Image by Sabrina Jiang © Investopedia2021

A Longer-Term Example

Now that we know what causes a transaction signal when utilizing a Kagi chart, let’s look at a longer-term historical example using Apple Computer’s chart (April 30, 2005 – December 31, 2006).Notice how a move above the previous high makes the line bold, and a fall below a low makes the line thin again. The shifting thickness is crucial in detecting transaction signals since it shows whether the bulls or bears are in charge of the momentum. Remember that traders interpret a move from thin to thick as a buy signal, whilst a change from thick to thin indicates that negative momentum is dominant and that it may be a good time to consider selling.

Figure 7.

Image by Sabrina Jiang © Investopedia2021

The Bottom Line

Day-to-day price swings may make determining an asset’s underlying trend exceedingly challenging for financial market participants.
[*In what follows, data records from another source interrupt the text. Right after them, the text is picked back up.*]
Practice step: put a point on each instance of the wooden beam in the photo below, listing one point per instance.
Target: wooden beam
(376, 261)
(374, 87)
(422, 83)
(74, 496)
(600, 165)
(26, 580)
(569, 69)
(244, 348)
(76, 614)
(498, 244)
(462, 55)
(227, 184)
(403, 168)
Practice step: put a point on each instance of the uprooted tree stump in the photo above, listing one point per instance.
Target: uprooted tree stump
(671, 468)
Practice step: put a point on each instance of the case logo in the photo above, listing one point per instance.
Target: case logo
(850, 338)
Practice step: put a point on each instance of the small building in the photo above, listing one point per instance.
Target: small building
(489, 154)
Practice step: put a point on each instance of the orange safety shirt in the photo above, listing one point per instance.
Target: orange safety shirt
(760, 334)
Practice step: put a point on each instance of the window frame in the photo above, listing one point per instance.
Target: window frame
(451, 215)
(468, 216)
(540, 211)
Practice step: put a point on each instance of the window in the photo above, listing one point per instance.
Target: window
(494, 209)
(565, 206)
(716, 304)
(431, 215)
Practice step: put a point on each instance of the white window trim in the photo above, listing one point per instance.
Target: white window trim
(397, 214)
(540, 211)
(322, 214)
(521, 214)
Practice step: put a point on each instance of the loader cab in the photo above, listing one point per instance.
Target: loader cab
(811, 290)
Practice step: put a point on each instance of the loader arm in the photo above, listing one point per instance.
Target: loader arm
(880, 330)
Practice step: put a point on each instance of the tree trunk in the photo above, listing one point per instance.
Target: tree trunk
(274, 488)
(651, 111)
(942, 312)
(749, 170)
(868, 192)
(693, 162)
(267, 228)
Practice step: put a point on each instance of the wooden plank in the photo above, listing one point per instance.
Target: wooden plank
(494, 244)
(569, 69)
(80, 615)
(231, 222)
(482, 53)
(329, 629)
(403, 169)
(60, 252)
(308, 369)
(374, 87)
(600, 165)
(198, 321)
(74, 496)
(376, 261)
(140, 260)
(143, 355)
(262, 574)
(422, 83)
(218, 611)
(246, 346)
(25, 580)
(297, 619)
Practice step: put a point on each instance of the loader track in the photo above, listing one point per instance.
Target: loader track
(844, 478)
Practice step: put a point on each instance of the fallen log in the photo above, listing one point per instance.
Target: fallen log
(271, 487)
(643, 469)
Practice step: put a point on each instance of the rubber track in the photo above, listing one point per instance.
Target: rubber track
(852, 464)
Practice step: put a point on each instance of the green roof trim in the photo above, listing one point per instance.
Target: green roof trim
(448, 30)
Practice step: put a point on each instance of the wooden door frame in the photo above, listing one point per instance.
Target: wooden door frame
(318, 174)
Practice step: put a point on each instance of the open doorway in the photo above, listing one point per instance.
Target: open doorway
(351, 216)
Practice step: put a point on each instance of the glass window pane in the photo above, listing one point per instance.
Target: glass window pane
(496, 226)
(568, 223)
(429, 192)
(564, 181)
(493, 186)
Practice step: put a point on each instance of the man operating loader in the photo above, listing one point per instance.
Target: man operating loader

Fortunately for traders, technologies like as Kagi charting have helped put an end to obsessing on little price movements that have no bearing on future momentum.

A Kagi chart may seem to be a confused collection of arbitrarily positioned lines at first glance, but in fact, the movement of each line is determined by the price and may be utilized to provide extremely successful trading signals. This charting approach is largely uncommon among mainstream active traders, but given its ability to detect an asset’s underlying trend, it wouldn’t be unexpected to see an increase in the number of traders who depend on this chart when making market judgments.